Feature importance plot is useful to select only best features with highest correlation to the outcome. In this case, age is of the highest improtance.

To improve model fitting performance (time or overfitting) and simplify the model, less important features can be removed.

Prediction

Finally, I use the above model to predict values in testing set and to extract 5 destination countries with the highest probabilities.

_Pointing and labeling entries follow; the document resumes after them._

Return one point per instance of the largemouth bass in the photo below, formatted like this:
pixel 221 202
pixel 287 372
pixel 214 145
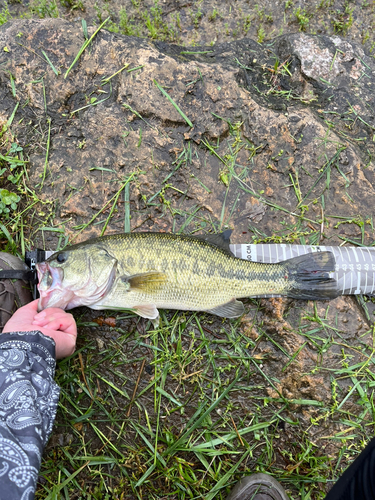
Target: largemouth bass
pixel 147 271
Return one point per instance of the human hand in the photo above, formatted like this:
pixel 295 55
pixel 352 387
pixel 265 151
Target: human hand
pixel 53 322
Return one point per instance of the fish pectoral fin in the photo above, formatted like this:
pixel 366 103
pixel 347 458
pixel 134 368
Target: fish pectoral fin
pixel 147 282
pixel 232 309
pixel 148 311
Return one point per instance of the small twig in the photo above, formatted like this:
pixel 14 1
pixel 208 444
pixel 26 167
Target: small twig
pixel 83 374
pixel 136 387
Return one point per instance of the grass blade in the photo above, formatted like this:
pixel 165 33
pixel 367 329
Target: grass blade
pixel 50 63
pixel 84 46
pixel 173 103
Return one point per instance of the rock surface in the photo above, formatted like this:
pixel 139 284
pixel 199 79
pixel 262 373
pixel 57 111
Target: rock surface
pixel 282 141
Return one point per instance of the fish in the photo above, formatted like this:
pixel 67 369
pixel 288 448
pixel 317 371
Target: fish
pixel 147 271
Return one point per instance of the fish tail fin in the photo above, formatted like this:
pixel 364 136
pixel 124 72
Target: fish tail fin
pixel 309 276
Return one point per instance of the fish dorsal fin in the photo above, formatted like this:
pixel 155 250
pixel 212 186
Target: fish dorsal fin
pixel 148 311
pixel 232 309
pixel 147 282
pixel 221 240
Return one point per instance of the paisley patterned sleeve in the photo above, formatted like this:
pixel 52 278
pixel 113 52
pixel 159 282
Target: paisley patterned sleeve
pixel 28 403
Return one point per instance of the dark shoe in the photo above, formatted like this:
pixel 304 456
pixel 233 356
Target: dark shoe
pixel 258 487
pixel 14 293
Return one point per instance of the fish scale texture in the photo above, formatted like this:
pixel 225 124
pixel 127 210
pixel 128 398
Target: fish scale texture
pixel 199 275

# predict values in test set
y_pred <- predict(xgb, data.matrix(X_test),missing=NA)
## Warning in data.matrix(X_test): NAs introduced by coercion
## Warning in data.matrix(X_test): NAs introduced by coercion
# extract the 5 classes with highest probabilities
predictions <- as.data.frame(matrix(y_pred, nrow=12))
rownames(predictions) <- c('NDF','US','other','FR','CA','GB','ES','IT','PT','NL','DE','AU')
predictions_top5 <- as.vector(apply(predictions, 2, function(x) names(sort(x)[12:8])))

Finally, I create the results dataframe.

# create submission 
ids <- NULL
for (i in 1:NROW(X_test)) {
  idx <- X_test$id[i]
  ids <- append(ids, rep(idx,5))
}
results <- NULL
results$id <- ids
results$country <- predictions_top5

# generate submission file
results <- as.data.frame(results)

These results correspond to a 0.86956 accuracy when tested in Airbnb New User Bookings Kaggle competition.